Beatriz Alvarado began to create mantas soon after arriving at the shelter nearly a year ago. Although the 26-year-old did not embroider at home in El Salvador, she soon picked up the intricacies of the work from the other artisans. Like many asylum seekers frustrated with having to wait in México for long periods, she sneaked across the border with her 9-year-old daughter. People smugglers separated mother and daughter, and while the girl made it to Florida and is staying with relatives, U.S. authorities caught Alvarado and sent her back to México. Torn by circumstances that keep her apart from her daughter in the U.S. and her husband and 5-year-old daughter in El Salvador, Alvarado turns to embroidery for some respite.
On a recent afternoon, Alvarado was in the shelter’s kitchen gathering ingredients for the Salvadoran pupusas she would make the next day, when it would be her turn to cook. On a break from her chores, she showed off a cellphone picture of a manta embroidered with a pastoral scene reminiscent of her homeland. There’s beauty in El Salvador, she says, but criminal elements make it difficult for law-abiding citizens to live peacefully. Alvarado left her country, she explains, because a gang member who charged her a fee so she could sell garments in her mother’s neighborhood threatened to kill her when she refused to keep paying. At the shelter, when her mind wanders to those days, she pulls out a manta and starts stitching.
“Embroidering helps me to de-stress, to not spend so much time thinking about my situation and about the long wait,” she says.

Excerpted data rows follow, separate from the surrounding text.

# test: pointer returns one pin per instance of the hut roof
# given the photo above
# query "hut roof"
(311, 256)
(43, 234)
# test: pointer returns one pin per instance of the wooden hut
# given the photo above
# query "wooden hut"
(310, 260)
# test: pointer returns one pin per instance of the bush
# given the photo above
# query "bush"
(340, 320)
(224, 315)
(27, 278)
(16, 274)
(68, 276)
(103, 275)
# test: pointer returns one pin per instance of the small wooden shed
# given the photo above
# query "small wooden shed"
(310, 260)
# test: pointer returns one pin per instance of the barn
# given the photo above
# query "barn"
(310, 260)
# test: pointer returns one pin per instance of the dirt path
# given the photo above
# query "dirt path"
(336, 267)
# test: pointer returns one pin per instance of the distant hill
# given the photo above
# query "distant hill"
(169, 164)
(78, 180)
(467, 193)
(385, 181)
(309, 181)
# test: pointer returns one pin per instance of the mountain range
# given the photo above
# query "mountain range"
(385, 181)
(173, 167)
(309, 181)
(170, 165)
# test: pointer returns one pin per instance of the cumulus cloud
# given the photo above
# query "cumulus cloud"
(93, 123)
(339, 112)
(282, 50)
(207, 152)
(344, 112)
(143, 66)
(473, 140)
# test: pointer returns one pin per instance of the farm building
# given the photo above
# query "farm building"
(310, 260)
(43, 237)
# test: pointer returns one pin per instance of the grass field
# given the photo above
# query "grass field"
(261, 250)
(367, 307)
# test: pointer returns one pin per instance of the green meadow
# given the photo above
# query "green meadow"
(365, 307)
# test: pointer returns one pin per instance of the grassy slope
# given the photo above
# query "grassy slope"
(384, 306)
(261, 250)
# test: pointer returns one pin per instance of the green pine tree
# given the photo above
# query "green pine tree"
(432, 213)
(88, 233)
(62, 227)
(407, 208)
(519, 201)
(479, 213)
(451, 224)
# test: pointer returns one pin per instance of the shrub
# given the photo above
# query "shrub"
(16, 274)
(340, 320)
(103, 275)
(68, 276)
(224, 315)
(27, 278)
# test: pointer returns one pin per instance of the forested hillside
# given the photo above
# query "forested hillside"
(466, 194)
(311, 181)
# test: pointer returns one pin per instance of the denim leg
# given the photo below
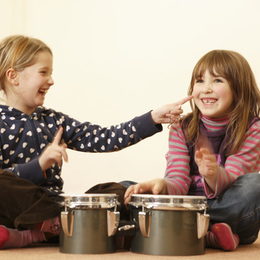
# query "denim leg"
(239, 206)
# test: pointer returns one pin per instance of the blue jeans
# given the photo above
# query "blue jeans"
(239, 206)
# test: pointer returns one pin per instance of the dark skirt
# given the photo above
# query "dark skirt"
(24, 204)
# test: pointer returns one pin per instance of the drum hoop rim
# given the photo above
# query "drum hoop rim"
(168, 196)
(90, 195)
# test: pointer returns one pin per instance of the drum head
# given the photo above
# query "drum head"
(90, 200)
(169, 202)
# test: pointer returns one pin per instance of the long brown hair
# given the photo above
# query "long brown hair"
(246, 95)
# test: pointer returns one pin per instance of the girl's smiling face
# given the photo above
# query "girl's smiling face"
(212, 95)
(33, 82)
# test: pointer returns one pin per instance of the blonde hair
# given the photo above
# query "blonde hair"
(246, 95)
(18, 52)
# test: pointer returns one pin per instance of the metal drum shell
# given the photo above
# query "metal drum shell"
(173, 225)
(89, 225)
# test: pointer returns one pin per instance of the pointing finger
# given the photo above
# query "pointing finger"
(57, 137)
(184, 100)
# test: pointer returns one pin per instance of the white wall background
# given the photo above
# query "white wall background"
(115, 59)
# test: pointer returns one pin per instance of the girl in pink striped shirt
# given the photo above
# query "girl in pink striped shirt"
(215, 150)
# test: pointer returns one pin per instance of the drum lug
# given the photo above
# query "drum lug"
(66, 226)
(144, 219)
(113, 218)
(202, 224)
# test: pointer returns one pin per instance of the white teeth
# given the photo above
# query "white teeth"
(208, 100)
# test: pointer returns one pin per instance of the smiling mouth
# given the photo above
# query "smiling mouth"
(208, 101)
(43, 92)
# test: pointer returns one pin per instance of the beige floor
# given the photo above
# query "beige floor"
(251, 252)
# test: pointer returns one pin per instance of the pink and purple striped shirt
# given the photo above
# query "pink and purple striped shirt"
(246, 160)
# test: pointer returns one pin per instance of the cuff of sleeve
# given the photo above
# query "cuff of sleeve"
(31, 171)
(146, 126)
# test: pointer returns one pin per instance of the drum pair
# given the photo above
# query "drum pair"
(164, 224)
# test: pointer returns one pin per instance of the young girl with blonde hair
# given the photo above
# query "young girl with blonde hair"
(215, 150)
(33, 142)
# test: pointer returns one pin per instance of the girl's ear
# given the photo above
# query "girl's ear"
(12, 76)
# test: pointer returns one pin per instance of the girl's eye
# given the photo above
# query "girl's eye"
(218, 80)
(198, 80)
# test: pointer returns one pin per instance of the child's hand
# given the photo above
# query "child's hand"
(207, 164)
(156, 186)
(54, 152)
(169, 113)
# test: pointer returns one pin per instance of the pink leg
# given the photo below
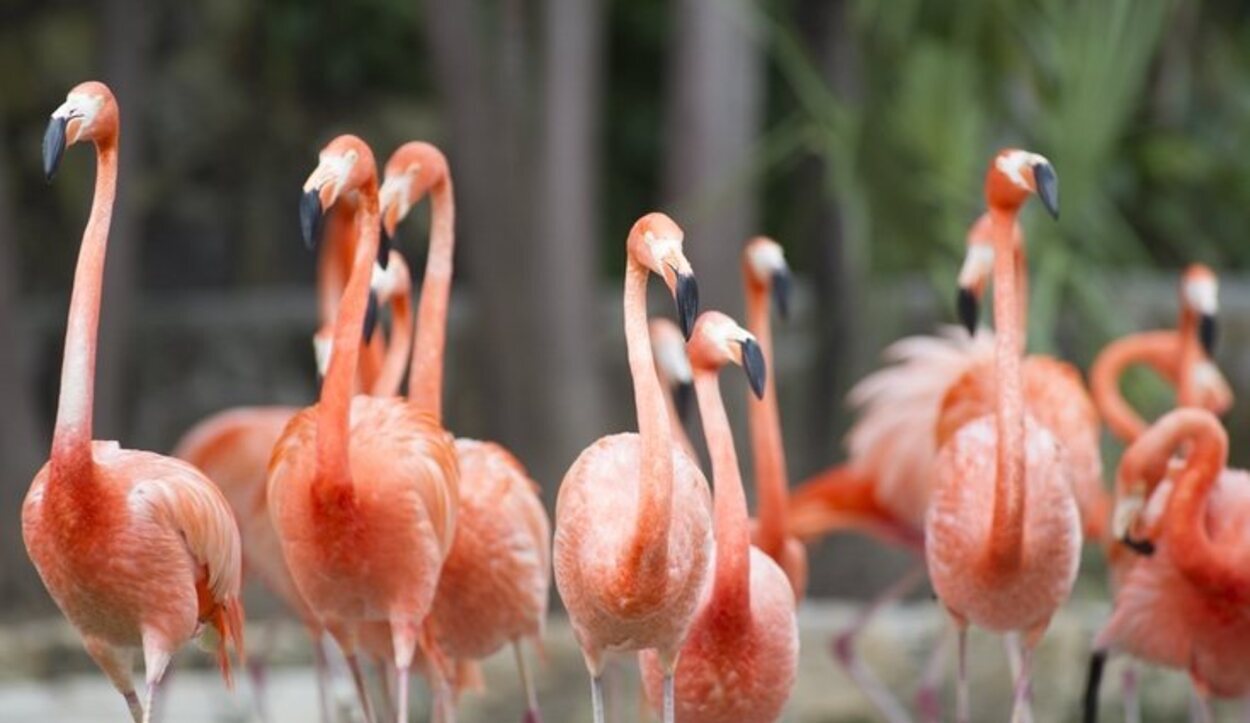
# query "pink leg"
(850, 661)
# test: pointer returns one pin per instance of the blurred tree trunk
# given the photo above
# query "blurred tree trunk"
(833, 262)
(714, 119)
(126, 35)
(21, 445)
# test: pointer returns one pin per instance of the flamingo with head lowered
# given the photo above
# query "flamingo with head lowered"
(363, 489)
(139, 551)
(634, 513)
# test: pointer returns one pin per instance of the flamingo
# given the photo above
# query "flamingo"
(1003, 532)
(673, 368)
(766, 275)
(138, 551)
(233, 449)
(495, 583)
(1185, 606)
(633, 513)
(740, 659)
(363, 490)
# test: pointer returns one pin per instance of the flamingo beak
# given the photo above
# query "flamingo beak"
(54, 146)
(311, 218)
(1048, 187)
(753, 363)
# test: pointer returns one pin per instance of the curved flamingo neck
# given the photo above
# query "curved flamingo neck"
(71, 438)
(768, 450)
(649, 552)
(1008, 523)
(731, 591)
(334, 409)
(425, 377)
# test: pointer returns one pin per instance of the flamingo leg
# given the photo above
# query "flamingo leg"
(531, 701)
(848, 657)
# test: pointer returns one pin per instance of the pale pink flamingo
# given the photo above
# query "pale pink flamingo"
(740, 659)
(495, 583)
(138, 551)
(1003, 533)
(1188, 604)
(363, 490)
(766, 275)
(634, 513)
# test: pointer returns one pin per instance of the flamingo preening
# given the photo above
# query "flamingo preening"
(494, 584)
(740, 658)
(363, 489)
(633, 517)
(138, 551)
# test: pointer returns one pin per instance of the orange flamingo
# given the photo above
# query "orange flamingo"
(233, 449)
(766, 275)
(740, 659)
(673, 368)
(633, 514)
(138, 551)
(1003, 533)
(363, 490)
(495, 583)
(1185, 606)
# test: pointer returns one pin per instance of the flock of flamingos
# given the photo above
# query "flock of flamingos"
(416, 549)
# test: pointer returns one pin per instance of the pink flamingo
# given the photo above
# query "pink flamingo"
(495, 583)
(1003, 532)
(740, 659)
(138, 551)
(1185, 604)
(633, 514)
(363, 490)
(766, 275)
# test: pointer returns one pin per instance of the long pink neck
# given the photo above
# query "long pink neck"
(768, 452)
(334, 409)
(1009, 492)
(731, 591)
(649, 553)
(71, 439)
(425, 377)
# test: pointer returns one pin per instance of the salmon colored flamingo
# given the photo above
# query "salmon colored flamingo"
(495, 583)
(233, 449)
(1183, 357)
(740, 659)
(138, 551)
(673, 368)
(363, 489)
(634, 513)
(1003, 533)
(766, 277)
(1185, 606)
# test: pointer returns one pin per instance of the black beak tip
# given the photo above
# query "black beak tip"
(688, 303)
(1048, 187)
(1208, 333)
(781, 289)
(753, 363)
(54, 146)
(310, 218)
(968, 310)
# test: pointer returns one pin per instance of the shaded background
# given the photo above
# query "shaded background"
(856, 133)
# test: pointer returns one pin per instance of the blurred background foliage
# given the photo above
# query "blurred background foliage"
(856, 131)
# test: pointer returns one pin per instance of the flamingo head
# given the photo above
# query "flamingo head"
(765, 270)
(1200, 295)
(655, 243)
(673, 365)
(1016, 174)
(89, 113)
(345, 166)
(975, 272)
(718, 340)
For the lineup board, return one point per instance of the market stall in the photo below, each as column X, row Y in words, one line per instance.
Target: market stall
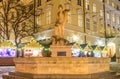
column 86, row 49
column 104, row 51
column 33, row 49
column 7, row 49
column 7, row 53
column 96, row 50
column 76, row 51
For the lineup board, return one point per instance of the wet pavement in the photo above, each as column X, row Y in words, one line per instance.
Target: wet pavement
column 5, row 69
column 115, row 67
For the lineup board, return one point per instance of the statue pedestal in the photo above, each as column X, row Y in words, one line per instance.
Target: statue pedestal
column 61, row 65
column 61, row 51
column 60, row 68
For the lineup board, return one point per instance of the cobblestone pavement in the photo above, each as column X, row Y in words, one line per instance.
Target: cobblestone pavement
column 5, row 69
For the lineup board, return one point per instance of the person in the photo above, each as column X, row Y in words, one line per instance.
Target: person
column 61, row 20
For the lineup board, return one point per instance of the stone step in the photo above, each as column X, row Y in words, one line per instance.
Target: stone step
column 13, row 77
column 18, row 75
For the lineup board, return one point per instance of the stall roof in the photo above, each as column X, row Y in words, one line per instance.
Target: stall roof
column 33, row 44
column 7, row 44
column 83, row 45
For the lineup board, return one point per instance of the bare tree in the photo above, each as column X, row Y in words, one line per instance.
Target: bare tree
column 17, row 19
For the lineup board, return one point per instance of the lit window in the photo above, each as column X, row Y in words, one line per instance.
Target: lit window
column 38, row 2
column 113, row 17
column 48, row 17
column 108, row 1
column 108, row 15
column 88, row 23
column 94, row 7
column 101, row 0
column 69, row 17
column 87, row 4
column 48, row 0
column 39, row 18
column 118, row 20
column 94, row 26
column 80, row 19
column 79, row 2
column 113, row 5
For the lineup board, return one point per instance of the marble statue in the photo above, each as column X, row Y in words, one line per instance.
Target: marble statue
column 61, row 20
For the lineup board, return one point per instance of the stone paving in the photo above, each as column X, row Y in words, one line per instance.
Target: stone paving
column 5, row 69
column 115, row 67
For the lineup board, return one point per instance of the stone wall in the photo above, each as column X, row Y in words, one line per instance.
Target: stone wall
column 62, row 65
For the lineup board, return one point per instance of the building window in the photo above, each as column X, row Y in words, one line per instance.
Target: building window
column 118, row 20
column 108, row 15
column 80, row 19
column 113, row 17
column 108, row 1
column 38, row 2
column 39, row 20
column 94, row 26
column 113, row 5
column 48, row 17
column 101, row 12
column 94, row 7
column 69, row 17
column 48, row 0
column 87, row 23
column 87, row 4
column 101, row 0
column 79, row 2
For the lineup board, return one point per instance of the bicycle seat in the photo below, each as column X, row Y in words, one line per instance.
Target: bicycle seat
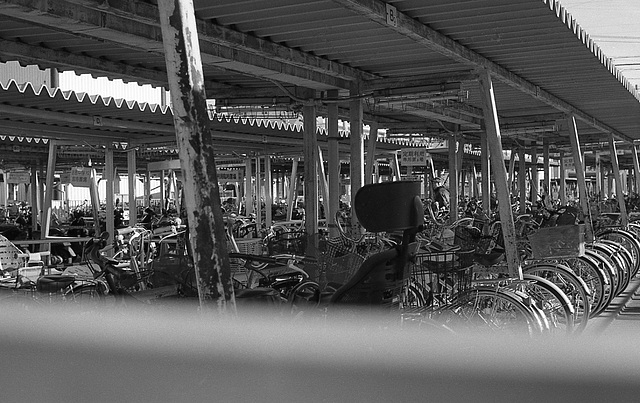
column 389, row 206
column 54, row 282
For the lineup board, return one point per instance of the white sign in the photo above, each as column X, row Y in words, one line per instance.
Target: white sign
column 18, row 177
column 392, row 15
column 414, row 157
column 65, row 178
column 228, row 176
column 567, row 163
column 80, row 177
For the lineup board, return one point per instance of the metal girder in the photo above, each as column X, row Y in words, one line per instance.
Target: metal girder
column 136, row 25
column 376, row 11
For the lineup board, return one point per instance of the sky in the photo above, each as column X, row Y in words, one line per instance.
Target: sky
column 615, row 27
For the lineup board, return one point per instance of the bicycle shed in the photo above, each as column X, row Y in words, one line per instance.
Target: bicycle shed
column 454, row 50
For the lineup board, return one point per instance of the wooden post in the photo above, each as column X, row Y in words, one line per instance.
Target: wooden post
column 512, row 169
column 624, row 219
column 546, row 167
column 293, row 185
column 636, row 167
column 147, row 189
column 395, row 167
column 333, row 163
column 45, row 219
column 534, row 174
column 356, row 150
column 522, row 179
column 35, row 191
column 248, row 189
column 580, row 175
column 485, row 172
column 108, row 177
column 454, row 171
column 133, row 181
column 500, row 175
column 371, row 152
column 258, row 192
column 324, row 185
column 95, row 202
column 195, row 145
column 268, row 193
column 563, row 181
column 310, row 141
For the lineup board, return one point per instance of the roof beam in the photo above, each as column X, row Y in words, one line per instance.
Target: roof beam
column 137, row 26
column 375, row 10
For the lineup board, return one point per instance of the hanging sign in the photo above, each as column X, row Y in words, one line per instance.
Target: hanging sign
column 18, row 177
column 228, row 176
column 567, row 163
column 414, row 156
column 65, row 178
column 80, row 177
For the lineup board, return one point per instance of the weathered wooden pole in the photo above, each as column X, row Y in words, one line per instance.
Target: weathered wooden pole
column 636, row 167
column 45, row 219
column 500, row 174
column 485, row 172
column 333, row 164
column 454, row 171
column 580, row 175
column 624, row 219
column 133, row 181
column 356, row 142
column 522, row 180
column 371, row 152
column 562, row 196
column 196, row 151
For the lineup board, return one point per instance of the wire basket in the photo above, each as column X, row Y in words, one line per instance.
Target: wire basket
column 251, row 246
column 437, row 276
column 289, row 242
column 337, row 261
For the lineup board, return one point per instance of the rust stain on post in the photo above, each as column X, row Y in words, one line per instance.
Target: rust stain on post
column 191, row 121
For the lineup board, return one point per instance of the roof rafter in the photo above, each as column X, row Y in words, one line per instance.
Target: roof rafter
column 137, row 26
column 375, row 10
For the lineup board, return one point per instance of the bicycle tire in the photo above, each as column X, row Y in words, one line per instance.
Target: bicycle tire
column 554, row 303
column 571, row 285
column 626, row 256
column 489, row 308
column 614, row 265
column 628, row 238
column 597, row 279
column 303, row 297
column 617, row 259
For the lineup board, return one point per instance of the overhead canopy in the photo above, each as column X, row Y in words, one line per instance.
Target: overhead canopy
column 414, row 65
column 83, row 124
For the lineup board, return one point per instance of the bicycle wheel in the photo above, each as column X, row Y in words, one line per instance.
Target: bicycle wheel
column 627, row 238
column 489, row 309
column 554, row 304
column 613, row 264
column 626, row 256
column 615, row 256
column 570, row 284
column 609, row 271
column 595, row 278
column 304, row 297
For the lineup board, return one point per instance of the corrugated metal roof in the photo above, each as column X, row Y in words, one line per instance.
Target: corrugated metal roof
column 84, row 123
column 543, row 63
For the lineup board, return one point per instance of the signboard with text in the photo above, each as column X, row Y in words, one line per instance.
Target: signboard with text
column 414, row 156
column 18, row 177
column 228, row 176
column 80, row 177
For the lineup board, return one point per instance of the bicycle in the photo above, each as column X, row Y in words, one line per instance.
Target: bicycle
column 46, row 289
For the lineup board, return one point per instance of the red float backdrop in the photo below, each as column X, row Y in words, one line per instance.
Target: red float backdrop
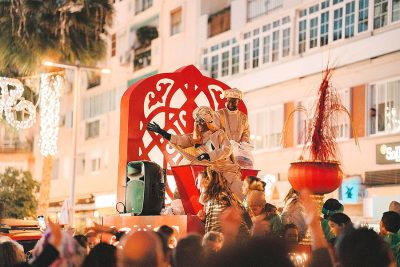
column 169, row 99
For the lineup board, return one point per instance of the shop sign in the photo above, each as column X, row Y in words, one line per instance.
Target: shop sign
column 388, row 153
column 349, row 190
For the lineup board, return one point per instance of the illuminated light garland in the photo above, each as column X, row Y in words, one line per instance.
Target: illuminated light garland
column 50, row 92
column 11, row 102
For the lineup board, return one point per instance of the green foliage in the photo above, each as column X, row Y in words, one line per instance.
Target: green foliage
column 66, row 31
column 17, row 193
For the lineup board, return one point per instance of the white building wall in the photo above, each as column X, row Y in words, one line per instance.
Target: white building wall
column 368, row 57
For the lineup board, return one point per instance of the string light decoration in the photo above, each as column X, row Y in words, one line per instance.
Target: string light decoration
column 12, row 103
column 50, row 92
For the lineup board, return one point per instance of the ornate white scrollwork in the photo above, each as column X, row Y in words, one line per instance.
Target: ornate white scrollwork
column 11, row 102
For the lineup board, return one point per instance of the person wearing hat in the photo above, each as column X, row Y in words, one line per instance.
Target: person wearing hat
column 210, row 147
column 232, row 121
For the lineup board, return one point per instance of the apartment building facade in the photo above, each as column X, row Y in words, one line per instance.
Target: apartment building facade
column 275, row 52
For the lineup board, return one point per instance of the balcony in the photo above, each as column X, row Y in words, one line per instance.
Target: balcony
column 142, row 58
column 219, row 22
column 257, row 8
column 16, row 147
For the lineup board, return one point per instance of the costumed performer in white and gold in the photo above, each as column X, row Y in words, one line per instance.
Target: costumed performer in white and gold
column 231, row 120
column 207, row 145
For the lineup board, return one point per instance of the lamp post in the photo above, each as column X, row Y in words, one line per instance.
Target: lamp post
column 76, row 107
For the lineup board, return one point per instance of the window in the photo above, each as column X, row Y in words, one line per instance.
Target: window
column 142, row 5
column 337, row 24
column 302, row 36
column 325, row 4
column 324, row 28
column 80, row 164
column 92, row 129
column 349, row 21
column 205, row 63
column 266, row 49
column 266, row 27
column 285, row 20
column 55, row 172
column 275, row 46
column 286, row 42
column 395, row 10
column 176, row 21
column 362, row 15
column 341, row 125
column 247, row 56
column 214, row 66
column 256, row 8
column 225, row 63
column 314, row 32
column 235, row 59
column 313, row 9
column 384, row 107
column 266, row 128
column 96, row 105
column 68, row 119
column 256, row 52
column 380, row 13
column 113, row 45
column 219, row 22
column 95, row 165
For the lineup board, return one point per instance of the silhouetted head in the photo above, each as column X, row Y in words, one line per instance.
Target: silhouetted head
column 363, row 248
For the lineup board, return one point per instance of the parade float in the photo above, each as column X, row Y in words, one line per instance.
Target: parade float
column 318, row 168
column 170, row 99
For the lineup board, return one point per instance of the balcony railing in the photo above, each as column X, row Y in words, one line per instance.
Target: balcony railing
column 219, row 22
column 15, row 147
column 256, row 8
column 142, row 58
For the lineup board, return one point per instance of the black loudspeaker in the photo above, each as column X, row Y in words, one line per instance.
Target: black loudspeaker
column 145, row 188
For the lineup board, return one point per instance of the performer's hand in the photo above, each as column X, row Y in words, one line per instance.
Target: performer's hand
column 154, row 127
column 201, row 215
column 204, row 156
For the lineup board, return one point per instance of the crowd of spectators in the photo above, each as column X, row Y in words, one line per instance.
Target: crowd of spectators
column 275, row 238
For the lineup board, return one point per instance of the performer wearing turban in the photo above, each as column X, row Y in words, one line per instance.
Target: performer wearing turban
column 233, row 121
column 212, row 147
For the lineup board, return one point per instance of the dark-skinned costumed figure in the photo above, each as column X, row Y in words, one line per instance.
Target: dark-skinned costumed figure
column 221, row 184
column 233, row 121
column 207, row 145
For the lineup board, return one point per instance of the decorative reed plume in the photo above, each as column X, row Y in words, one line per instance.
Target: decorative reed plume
column 320, row 139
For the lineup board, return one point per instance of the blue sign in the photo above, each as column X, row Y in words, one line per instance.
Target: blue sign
column 349, row 190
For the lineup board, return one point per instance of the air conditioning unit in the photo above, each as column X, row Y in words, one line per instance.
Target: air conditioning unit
column 61, row 122
column 125, row 59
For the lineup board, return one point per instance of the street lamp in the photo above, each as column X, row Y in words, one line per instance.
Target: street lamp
column 77, row 78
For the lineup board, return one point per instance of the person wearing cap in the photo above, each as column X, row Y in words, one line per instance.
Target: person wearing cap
column 211, row 147
column 231, row 120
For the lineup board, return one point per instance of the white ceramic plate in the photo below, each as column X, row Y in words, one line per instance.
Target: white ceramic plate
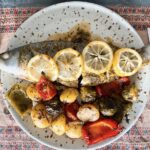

Alvarado’s handiwork will be part of a national traveling exhibition of 75 mantas that will be on display at churches and schools in cities across the United States beginning next year. Its first public showing began on Jan. 15 at the Good Shepherd United Church of Christ in Sahuarita, Arizona. Any funds raised through the exhibition and donations will support the project for artisans on the border and other migrants who now await resolution of their asylum cases in the U.S., James says. As the Nogales co-op develops, James and other project volunteers in Arizona will focus on educational events in the United States. Their goal is to increase understanding about migration to a country that still holds a promise of hope for many, even in the midst of border restrictions intended to keep rising numbers of migrants out.
At Casa de la Misericordia, shelter director Alma Angélica Macías Mejía has seen the calming effect embroidering has on asylum seekers. The craft flourished after several women who were already creating mantas elsewhere came in last year after the pandemic forced smaller shelters to take in fewer migrants. Strict protocols kept the coronavirus at bay, even as the population in the shelter, mostly from Central América, swelled to nearly 300 migrants, the director says.
Embroidering helped the first manta-makers get through the worst of the pandemic and waits of up to a year and a half, she says. “They would go under the trees and other outdoor spaces, and it was as if they were family. They shared their stories, they talked about what each one of them was going through, and they encouraged each other.”
Most of those asylum seekers have since moved to the United States to wait for immigration court hearings, and now a different group of artisans among the 120 migrants at the shelter carry on the manta-making tradition. They work closely with project coordinator Ana Delia Chavarín, who offers guidance and makes sure to keep embroidery and crochet supplies fully stocked.
Back at the bus-station-turned-shelter, Sandra Vázquez concentrates on the repetitive rhythms that create lines and shapes on fabric, taking her mind back to the days her grandmother taught her to embroider. She was 12 then, just a year younger than her own daughter is now. The two often sit together on the old metal bench, stitching mantas and waiting for news about their asylum request.